The Good Work Plan – here’s what you need to know
The government has outlined its plan to future-proof the UK’s world-leading labour market. Here’s what you need to know.
At the very end of last year – amid the chaos around Brexit – the Secretary of State for Business, Energy and Industrial Strategy Greg Clark presented a paper to parliament that will impact on recruiters and how they work: the government’s Good Work Plan. This work puts forward a vision for the future of the UK labour market, which “rewards people for hard work, that celebrates good employers and that is ambitious about boosting productivity and earning potential in the UK”.
In it, the government commits to a wide range of policy and legislative changes to ensure that workers access fair and decent work, that both employers and workers have the clarity they need to understand their employment relationships, and that the enforcement system is fair and fit for purpose.
Why is this happening now?
The UK labour market is undergoing huge and rapid changes – including rise of the gig economy. Coupled with this employees are often prioritising different aspects of work such as flexibility to make work fit with their lives. The government wants to embrace the benefits of these changes and recognises the strength of the UK’s flexible workforce, whilst at the same time keeping a keen eye on workers’ rights. That’s been highlighted in the Prime Minister’s commitment to not just maintain workers’ rights when the UK leaves the EU but enhance them.
These dynamics led to the Taylor Review of Modern Working Practices, and four further consultations into employment status, increasing transparency, agency workers and enforcement. The Good Work Plan brings together all this work.
The principles of Good Work
Whilst Matthew Taylor recognised the value of flexible working, he was critical of “one-sided flexibility” in the labour market, where some businesses have transferred too much business risk to the individual, sometimes at the detriment of their financial security and personal well-being.

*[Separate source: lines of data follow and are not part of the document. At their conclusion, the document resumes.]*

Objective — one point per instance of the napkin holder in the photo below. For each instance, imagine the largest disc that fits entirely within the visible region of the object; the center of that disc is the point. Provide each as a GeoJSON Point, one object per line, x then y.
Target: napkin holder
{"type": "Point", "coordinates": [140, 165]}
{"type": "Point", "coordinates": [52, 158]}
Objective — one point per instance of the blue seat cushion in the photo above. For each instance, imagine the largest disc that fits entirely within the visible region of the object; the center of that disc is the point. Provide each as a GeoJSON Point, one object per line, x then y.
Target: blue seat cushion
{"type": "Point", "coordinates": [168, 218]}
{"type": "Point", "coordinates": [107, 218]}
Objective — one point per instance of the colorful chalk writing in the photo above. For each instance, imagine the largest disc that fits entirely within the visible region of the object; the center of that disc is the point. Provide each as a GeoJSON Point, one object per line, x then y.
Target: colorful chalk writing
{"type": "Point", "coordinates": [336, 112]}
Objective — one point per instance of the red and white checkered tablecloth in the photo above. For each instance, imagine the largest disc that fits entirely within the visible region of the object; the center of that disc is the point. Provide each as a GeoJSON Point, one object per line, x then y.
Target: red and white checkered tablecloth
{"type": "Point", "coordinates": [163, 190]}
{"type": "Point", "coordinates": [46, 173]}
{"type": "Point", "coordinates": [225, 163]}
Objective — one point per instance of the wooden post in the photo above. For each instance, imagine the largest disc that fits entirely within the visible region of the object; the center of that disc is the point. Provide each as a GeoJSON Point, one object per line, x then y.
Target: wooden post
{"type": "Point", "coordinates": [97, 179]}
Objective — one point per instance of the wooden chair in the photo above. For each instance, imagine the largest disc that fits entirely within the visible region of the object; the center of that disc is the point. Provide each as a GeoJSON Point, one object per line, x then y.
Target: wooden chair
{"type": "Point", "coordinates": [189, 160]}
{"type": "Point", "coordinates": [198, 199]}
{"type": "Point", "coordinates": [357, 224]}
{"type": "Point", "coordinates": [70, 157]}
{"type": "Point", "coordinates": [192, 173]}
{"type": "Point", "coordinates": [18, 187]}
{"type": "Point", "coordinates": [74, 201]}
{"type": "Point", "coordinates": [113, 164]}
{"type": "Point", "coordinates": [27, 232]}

Good, quality work means different things to different people. Some value flexibility, for others its higher pay, or the opportunity to progress. To reflect this, the government’s approach follows five principles:
- Satisfaction – by providing better jobs, employers will be better able to attract and retain the talent they need; by boosting transparency around job quality, individuals can make better choices about work that suits their needs.
- Fair pay – the government has an aspiration to end low pay. It is also targeting policy around tips and other discretionary payments for service. And of particular interest to recruiters, it is legislating to improve transparency around payment, as well as changes to holiday pay reference periods.
- Participation and progression – the government wants to ensure everyone has the basic skills they need to enter the labour market in the first place, but people also need to have a realistic scope for development and fulfilment.
- Well-being, safety and security – happy and engaged employees experience less workplace stress and are more productive. The Good Work Plan emphasises the importance of mental health initiatives.
- Voice and autonomy – the importance of employee engagement once again comes to the fore. The government is investing in improving the tribunal system (and raising fines for any aggravated breaches). It is also set to make the Information and Consultation regulations more accessible. These provide a mechanism for views to be taken into account on major workforce reforms, such as restructuring.
Recruiters have a key role in delivering the Good Work Plan, and helping employers play their part.
The REC has been engaging with the government from the outset to ensure that the recruitment industry’s voice has been heard. We supported many of the principles and recommendations in the review, particularly the emphasis on transparency. Now, as legislation is introduced, we are working to ensure members receive clear guidance of how to put legislation into action.